Most entrepreneurs are currently facing a number of major challenges, such as labor shortages, irregular supply and rising production costs, to name a few. In this context of uncertainty, maintaining or increasing the value of one’s business is becoming increasingly difficult.
For entrepreneurs wishing to sell their business, here are four mistakes to avoid:
- Adopting a “lifestyle” management style: many managers, as they approach retirement, decide to “ride the wave”. As a result, they slow down development and put less energy into the growth and progress of their company.
- Concentrate decision-making at the executive level: in contrast to the “lifestyle” executive, the one who has not surrounded himself with an autonomous management team will not satisfy the criteria of a potential buyer.
- Keeping obsolete equipment: there’s a lot of talk about productivity, automation (to counter labor shortages) and even robotization. A company working with old equipment, old methods or outdated management systems will be less valuable to a potential buyer.
- Resisting change and lacking agility: the last few years have shown that companies need to be agile – modifying their products, addressing new markets, changing suppliers, finding new ways to serve their customers – these are all changes that today’s companies have to face.
We’re often asked what the magic formula is for selling a business fast. To date, we haven’t found that magic recipe. Instead, we believe in an established and rigorous process that enables us to move a transaction forward. Our experience has shown us some common mistakes…
- Asking for too high a value without valid arguments to justify it.
- Buyers use accounting criteria to value a company; sellers often want to introduce “emotional” values; a significant price differential can derail a transaction.
- Not only will the buyer use professionals to validate the price, but the banks will also get involved – if the price is too high, they won’t go ahead.
- When adjusting for profitability, a representative compensation for the owners must be considered, and the difference between salary and dividends can have a significant impact. Any other adjustment will be validated.

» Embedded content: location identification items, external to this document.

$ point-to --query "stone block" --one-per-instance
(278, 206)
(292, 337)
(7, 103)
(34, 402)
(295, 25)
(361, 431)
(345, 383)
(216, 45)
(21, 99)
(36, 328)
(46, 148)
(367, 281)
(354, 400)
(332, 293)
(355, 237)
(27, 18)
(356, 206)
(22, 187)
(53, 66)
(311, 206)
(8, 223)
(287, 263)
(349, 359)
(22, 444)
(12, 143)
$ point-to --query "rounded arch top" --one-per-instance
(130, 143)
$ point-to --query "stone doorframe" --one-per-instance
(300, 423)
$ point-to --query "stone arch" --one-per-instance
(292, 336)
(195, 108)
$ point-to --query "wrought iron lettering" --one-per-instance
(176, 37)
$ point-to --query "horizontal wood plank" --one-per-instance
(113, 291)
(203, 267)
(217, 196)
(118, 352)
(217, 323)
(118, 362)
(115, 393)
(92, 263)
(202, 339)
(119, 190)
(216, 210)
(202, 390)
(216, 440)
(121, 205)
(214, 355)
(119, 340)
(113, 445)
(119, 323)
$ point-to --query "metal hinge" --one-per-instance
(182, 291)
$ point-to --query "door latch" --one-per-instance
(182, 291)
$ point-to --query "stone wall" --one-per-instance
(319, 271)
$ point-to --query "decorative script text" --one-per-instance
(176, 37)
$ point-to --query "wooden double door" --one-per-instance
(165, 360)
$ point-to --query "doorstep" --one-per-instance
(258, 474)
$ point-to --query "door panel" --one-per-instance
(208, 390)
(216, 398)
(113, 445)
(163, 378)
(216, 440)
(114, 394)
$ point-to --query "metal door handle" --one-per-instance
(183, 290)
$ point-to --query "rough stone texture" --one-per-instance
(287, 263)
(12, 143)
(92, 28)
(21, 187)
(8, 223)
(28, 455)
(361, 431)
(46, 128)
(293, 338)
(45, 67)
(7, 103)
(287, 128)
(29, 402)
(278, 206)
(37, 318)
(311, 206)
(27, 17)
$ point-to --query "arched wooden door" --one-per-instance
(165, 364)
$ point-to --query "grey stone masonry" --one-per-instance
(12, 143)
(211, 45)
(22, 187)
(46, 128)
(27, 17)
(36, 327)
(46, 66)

- Limit your pool of buyers.
- Some sellers fear that the competition will know they are for sale. So, they limit the presentation to certain companies. Be aware that these are the ones who will normally offer the best price. You can’t have an individual with the required capital outlay, the perfect experience in our industry, and who’s just looking in your postal code to take over – and by the way – who wouldn’t be a competitor. Let’s just say it’s a rare mix!

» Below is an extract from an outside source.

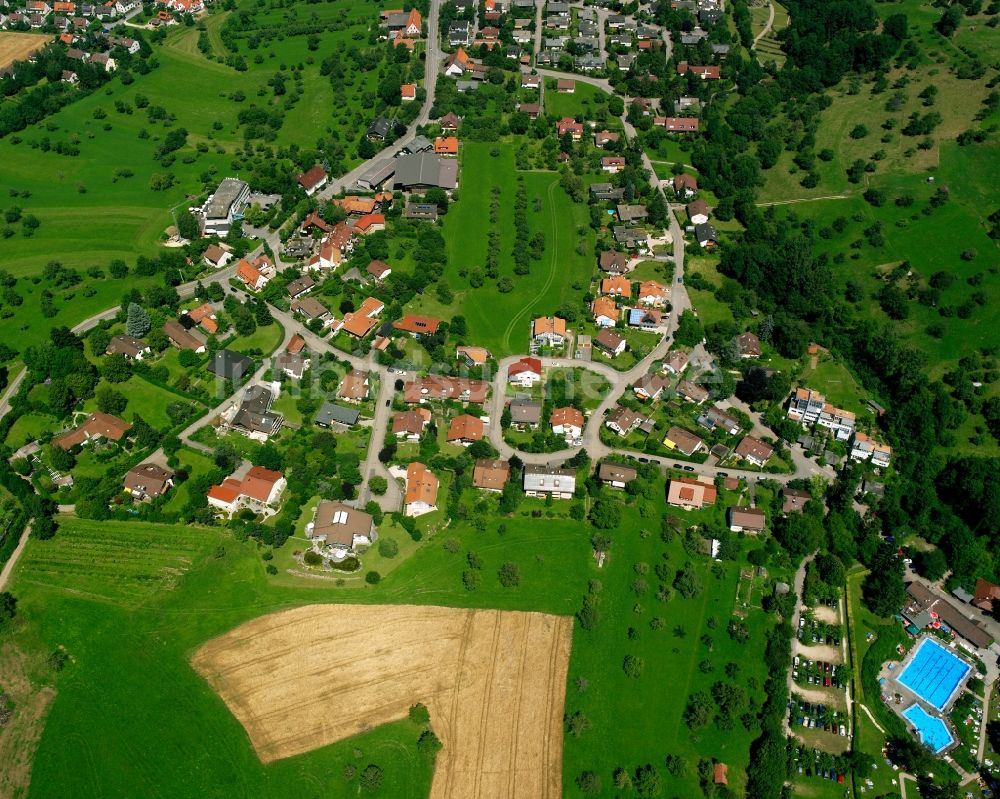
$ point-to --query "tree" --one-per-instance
(137, 322)
(606, 514)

- We’ve had cases where a seller didn’t want to sell to his natural competitor – and all to protect his company’s jobs. Has it occurred to you that a buyer who is new to the business is no more likely to guarantee jobs? A current employee who has the skills of the trade, but no entrepreneurial skills, is no more a guarantee of success.
- Limit “feeling” sales price balances. Some sellers want to vary the balance according to the buyer – a stock purchase involves risk, and a certain level of balance should normally be part of the equation, regardless of the buyer. Financing a buyer via a balance is another matter!

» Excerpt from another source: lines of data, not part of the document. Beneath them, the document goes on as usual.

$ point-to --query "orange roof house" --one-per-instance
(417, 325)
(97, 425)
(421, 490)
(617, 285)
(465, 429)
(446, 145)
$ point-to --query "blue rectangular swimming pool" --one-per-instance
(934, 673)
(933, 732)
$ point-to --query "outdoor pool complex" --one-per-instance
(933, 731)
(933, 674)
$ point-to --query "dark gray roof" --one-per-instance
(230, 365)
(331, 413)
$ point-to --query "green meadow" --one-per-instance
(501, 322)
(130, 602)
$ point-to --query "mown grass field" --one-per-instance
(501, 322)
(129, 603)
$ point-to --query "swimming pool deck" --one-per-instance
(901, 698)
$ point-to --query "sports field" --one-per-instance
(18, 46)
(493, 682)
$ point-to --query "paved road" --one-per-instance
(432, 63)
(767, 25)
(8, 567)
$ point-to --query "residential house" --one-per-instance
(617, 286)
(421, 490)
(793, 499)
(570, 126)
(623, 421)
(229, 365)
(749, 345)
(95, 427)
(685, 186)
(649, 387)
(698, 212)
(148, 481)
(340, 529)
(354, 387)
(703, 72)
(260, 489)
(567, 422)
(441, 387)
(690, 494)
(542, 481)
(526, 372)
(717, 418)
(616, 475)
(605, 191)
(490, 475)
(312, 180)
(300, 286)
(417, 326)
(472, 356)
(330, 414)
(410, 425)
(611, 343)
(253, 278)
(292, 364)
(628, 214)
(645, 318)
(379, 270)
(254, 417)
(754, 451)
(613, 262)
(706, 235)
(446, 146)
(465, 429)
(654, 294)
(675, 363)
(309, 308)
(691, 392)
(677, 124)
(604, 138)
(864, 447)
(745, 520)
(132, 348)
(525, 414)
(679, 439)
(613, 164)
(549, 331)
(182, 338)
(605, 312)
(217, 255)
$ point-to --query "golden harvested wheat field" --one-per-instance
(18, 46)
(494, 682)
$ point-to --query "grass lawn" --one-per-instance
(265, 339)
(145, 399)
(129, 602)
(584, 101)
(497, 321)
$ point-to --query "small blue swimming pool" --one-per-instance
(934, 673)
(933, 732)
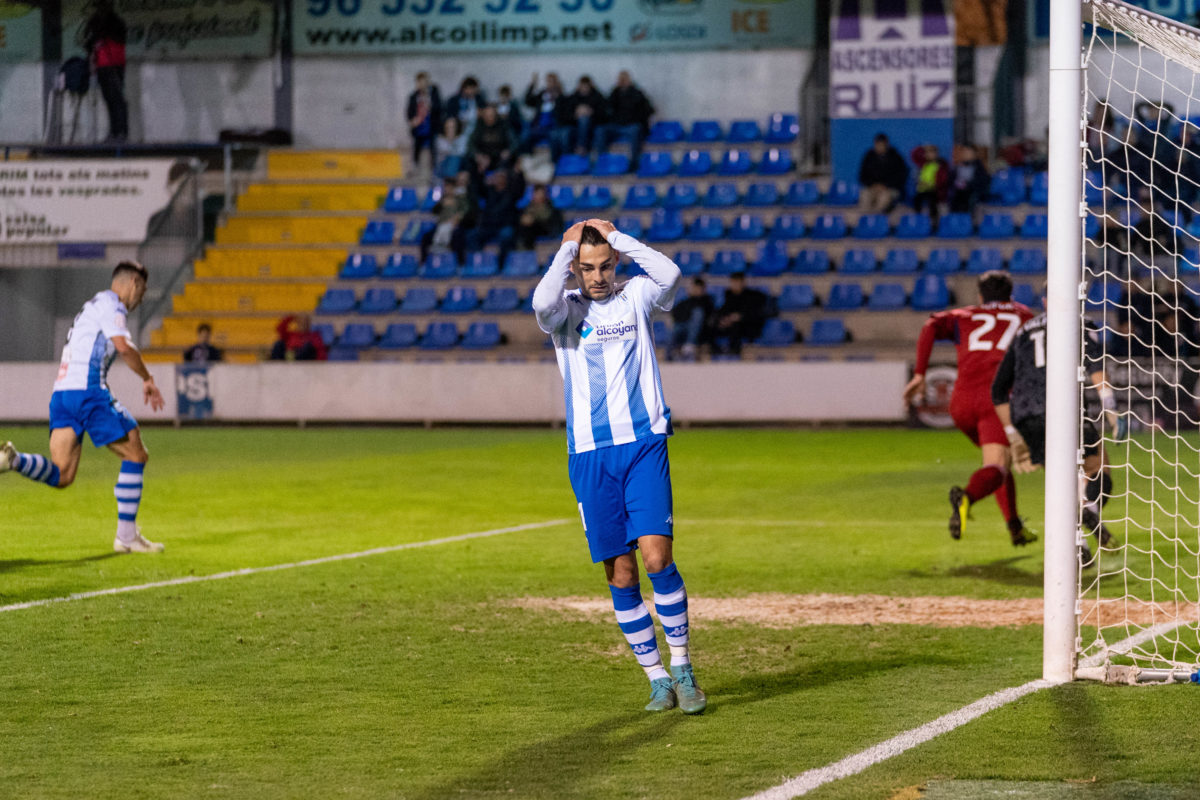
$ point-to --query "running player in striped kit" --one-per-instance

- Poorly managing the process
- Take the transaction for granted at the signing of a letter of intent: think that buyers won’t find out what’s at stake. Serious buyers will want to rummage through every drawer! Don’t underestimate buyers’ level of preparation,
- Being ill-prepared for due diligence can give the wrong impression and greatly delay the transaction – the seller is trying to run his business as normal, producing a wealth of information. A serious buyer will carry out exhaustive due diligence. A serious seller should be able to provide answers and documents quickly and clearly.
- It’s not over until it’s over… the letter of intent is just one step in the process; the real end is when the deal is closed and paid for.
Communication and coordination must be managed.
- Don’t let any information leak out before the deal is closed, as this can upset a number of stakeholders. Communicating with the seller’s customers or employees without authorization is a major mistake.
- It’s important to assess who holds the real power on the buyer’s side: is your contact the only one to make the decision? Should he refer to a committee, his accountant, his spouse?
- The confidentiality agreement (NDA) remains in force until the end of the process!